Día 7: Regreso a casa

Lea primero: Lucas 15:11-32 // Romanos 8:38-39 // Salmo 139:9-10

Ya sea que sea aventurero o hogareño, su propia infraestructura anhela profundidad, seguridad y un ancla. Cuando pensamos en nuestro hogar físico, sus propiedades definitorias incluyen recurrencia, familiaridad, detalles sensoriales específicos y seres queridos y cosas. Hay un peso atado al fondo de estas cosas, construyendo dentro de ti un sentido de identidad. Son los lugares, las personas y las cosas a las que volvemos una y otra vez los que se consideran nuestro hogar. También me gustaría argumentar que si nunca ha tenido un hogar físico, todavía hay lugares para ser considerados "hogar" más allá de una estructura física. El hogar es un sentido. Un andamiaje que puede mantenernos unidos. Donde encontramos nuestro hogar es donde encontramos nuestro descanso y nuestras raíces. Hablando metafóricamente, nuestros "hogares" son donde encontramos nuestras vidas y donde nuestras raíces se enredan entre sí a medida que crecen más profundamente. Esa sensación de velcro cuando te arrancan de él, es cuando sabes que está en casa.

Es un deseo natural, instintivo, de buscar la estabilidad de un hogar, de pertenencia. Esto puede tomar forma de muchas maneras, tal vez parezca una casa, un grupo de amigos, una obra de arte, un proyecto de pasión paralelo o más. Hay una sensación de ser conocido en este “lugar”, una tranquilidad de seguridad al vivir allí. A medida que avanzamos en este viaje, sentimos el peso de la paradoja que se está desmoronando. Que tenemos un hogar pero su estructura no está en la tierra. Las cosas de esta tierra y las cosas que podemos considerar “hogar” finalmente nos fallarán. Cuando nuestros “hogares” comienzan a derrumbarse, corremos hacia el otro lado (Mateo 7:24-27 habla de esta imagen). Diría que todos tenemos un poco de corredor en nosotros (sé que lo tengo). Huimos de tantas cosas que no queremos enfrentar. Queremos buscar la pertenencia y la seguridad en el “buen vivir”, vivir en el barrio más cool y lo más alejado posible de tu familia de origen. Para tener el guardarropa más intrigante e historias interesantes que contar. Ser un influencer, tener gente siguiéndonos y curadas fachadas de cuál es nuestra propia idea personal de la “buena vida”. Y así, empacamos nuestras maletas y salimos corriendo de casa a otras cosas que creemos que nos darán la seguridad de la estabilidad. Si aún no has leído la historia del hijo pródigo, hazlo ahora (Lucas 15:11-32). Soy el hermano menor en la historia del hijo pródigo. Tomo lo que puedo conseguir y huyo lo más rápido que puedo. Mi tesoro parece una tierra lejana donde nadie sabe mi nombre y puedo enmascarar mi dolor como quiera. No confío en la seguridad y la abundancia de Dios, así que empaco todas mis pertenencias para emprender otro viaje a un país lejano.

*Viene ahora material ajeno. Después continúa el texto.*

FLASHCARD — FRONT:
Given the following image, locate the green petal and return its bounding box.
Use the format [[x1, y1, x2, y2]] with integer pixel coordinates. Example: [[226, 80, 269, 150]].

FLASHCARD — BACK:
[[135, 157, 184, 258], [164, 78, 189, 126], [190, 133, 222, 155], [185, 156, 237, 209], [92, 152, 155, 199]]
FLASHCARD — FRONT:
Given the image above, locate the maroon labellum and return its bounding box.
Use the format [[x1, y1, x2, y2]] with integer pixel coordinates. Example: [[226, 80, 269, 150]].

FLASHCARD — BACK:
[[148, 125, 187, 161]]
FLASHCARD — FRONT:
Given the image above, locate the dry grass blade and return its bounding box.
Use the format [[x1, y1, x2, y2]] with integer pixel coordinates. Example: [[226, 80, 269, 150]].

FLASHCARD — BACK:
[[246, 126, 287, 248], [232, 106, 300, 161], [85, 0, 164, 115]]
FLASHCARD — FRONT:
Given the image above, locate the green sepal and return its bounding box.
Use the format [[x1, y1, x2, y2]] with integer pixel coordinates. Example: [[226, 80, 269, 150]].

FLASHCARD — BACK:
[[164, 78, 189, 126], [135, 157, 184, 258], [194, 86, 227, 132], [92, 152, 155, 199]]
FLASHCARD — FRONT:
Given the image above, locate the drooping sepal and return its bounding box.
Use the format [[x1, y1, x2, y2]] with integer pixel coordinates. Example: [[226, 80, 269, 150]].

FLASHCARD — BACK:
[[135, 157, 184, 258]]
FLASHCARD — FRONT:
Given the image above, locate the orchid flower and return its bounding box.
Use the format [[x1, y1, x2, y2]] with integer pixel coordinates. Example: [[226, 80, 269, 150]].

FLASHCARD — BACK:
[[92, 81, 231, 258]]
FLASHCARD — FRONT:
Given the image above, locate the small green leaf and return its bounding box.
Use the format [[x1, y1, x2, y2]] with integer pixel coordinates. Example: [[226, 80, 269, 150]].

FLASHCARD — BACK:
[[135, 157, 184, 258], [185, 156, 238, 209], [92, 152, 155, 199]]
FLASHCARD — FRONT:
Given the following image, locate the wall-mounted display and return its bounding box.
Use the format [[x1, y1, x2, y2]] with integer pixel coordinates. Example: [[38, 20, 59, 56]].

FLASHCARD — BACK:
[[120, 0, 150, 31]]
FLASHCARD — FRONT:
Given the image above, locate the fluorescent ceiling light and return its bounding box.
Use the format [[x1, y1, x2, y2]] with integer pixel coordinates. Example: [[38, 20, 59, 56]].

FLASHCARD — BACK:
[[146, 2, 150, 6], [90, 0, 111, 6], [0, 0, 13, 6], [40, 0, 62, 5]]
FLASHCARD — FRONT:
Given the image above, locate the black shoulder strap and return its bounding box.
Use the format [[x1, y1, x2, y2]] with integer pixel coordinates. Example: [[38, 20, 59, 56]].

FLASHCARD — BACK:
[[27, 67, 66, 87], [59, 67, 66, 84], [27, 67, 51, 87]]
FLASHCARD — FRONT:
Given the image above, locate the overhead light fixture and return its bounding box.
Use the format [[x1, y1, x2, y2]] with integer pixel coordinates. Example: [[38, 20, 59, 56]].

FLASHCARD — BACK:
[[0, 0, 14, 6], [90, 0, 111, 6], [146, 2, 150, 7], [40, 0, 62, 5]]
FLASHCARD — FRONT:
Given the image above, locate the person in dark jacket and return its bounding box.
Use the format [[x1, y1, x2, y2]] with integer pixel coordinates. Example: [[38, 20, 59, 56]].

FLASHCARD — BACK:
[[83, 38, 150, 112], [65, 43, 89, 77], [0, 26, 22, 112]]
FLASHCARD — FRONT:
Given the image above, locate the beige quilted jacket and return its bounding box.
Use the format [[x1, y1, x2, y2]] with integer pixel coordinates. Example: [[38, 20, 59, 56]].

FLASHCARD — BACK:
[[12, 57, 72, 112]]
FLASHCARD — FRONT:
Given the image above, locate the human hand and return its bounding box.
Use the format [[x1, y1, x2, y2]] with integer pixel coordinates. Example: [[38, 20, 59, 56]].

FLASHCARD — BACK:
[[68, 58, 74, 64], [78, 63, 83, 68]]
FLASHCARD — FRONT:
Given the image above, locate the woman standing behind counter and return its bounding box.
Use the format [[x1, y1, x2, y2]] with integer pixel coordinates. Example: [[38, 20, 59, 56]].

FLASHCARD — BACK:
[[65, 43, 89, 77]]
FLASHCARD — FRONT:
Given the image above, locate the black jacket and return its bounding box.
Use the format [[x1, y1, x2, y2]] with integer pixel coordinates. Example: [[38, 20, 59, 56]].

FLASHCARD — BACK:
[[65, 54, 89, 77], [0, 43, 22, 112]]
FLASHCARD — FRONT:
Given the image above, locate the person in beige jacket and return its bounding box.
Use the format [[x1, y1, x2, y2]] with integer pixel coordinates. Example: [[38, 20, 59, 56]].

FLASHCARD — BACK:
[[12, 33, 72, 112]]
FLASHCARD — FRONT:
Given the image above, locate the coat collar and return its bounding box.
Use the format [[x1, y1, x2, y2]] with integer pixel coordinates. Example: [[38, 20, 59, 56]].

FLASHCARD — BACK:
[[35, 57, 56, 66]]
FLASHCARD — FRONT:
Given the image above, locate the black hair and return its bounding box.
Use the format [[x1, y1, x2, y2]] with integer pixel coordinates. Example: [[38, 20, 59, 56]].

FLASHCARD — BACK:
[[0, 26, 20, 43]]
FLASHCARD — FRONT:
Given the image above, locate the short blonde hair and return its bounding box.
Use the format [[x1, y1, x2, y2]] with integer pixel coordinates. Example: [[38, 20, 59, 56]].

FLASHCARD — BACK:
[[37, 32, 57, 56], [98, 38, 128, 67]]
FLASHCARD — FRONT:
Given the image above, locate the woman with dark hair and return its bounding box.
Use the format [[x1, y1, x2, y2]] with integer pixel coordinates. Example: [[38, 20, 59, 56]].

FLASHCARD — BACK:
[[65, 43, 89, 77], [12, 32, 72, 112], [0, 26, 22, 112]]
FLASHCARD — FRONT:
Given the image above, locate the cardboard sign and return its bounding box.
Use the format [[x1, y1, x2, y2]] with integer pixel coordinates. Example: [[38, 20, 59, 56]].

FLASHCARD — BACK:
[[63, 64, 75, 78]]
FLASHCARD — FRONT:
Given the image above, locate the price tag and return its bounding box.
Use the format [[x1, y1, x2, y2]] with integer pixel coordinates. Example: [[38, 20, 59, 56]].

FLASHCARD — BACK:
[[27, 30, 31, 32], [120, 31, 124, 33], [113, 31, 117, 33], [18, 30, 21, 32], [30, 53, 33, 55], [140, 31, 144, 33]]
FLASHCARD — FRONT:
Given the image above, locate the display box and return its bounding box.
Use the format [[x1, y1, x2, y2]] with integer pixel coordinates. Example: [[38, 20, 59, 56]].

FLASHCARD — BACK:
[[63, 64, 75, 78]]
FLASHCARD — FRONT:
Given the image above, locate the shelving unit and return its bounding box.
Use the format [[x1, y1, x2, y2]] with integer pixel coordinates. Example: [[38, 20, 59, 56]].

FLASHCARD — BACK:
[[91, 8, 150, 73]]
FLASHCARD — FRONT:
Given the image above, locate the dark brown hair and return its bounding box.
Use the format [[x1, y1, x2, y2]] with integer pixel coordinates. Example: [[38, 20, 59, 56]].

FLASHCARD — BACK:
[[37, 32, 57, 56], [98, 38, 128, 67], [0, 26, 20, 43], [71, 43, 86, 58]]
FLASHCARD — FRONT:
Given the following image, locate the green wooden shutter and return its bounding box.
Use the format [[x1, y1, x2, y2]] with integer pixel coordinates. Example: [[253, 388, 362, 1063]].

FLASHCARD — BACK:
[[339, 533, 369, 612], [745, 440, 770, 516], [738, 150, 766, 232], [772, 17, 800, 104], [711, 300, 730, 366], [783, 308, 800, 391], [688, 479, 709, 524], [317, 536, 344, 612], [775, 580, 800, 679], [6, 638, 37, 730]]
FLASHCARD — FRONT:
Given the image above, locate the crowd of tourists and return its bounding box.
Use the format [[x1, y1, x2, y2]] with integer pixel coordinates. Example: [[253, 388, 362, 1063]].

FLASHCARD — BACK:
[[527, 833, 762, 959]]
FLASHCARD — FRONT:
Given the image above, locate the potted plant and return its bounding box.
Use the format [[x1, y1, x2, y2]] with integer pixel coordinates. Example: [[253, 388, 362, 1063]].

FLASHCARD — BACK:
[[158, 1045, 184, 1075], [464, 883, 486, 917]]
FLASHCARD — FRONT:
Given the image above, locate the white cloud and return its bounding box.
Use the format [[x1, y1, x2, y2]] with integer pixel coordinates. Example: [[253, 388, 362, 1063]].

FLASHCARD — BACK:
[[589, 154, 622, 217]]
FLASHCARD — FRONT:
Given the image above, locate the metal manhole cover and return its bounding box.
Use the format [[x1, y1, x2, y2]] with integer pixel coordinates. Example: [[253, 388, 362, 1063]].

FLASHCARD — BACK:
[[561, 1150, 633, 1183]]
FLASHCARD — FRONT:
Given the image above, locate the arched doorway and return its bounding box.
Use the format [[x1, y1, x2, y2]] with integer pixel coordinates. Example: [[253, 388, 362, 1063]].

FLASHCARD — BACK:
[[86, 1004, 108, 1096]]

Pero al igual que el hermano menor, yo también despilfarro mi herencia. Gasto todo lo que tengo, con mi ansia de vida y mi corazón inquieto para ver verdaderamente si hay algo que exceda la abundancia de Dios. Aparezco seco cada vez. Y vuelvo a casa sabiendo mi indignidad. Mi corazón roto siempre se va a casa. A veces muy rápido, otras veces muy lentamente, pero mis raíces están en otro lugar y mi alma lo anhela, la familiaridad del hogar. Dios sabe que no hay nada que podamos hacer para separarnos completamente de Él. Estamos plegados en Él. Romanos 8:38-39 dice esto: “Porque estoy seguro de que ni la muerte, ni la vida, ni ángeles, ni principados, ni lo presente, ni lo por venir, ni potestades, ni lo alto, ni lo profundo, ni ninguna otra cosa en toda la creación, será puede separarnos del amor de Dios en Cristo Jesús Señor nuestro”. Incluso cuando corremos, esa distancia aún se llena, es un espacio reparado. Realmente nunca estamos separados de Cristo, incluso en medio de nuestros corazones doloridos e incrédulos. Y dentro de nuestro regreso a casa hay una celebración y un abrazo que habla de rendición y descanso sobre nuestras almas. Nuestras mentes cansadas se apagan y nuestras preocupaciones e inseguridades quedan en un estante, sintiendo plenamente nuestra seguridad y perdón en Cristo. Siempre vamos a casa de todos modos. ¿Dónde estás haciendo tu hogar?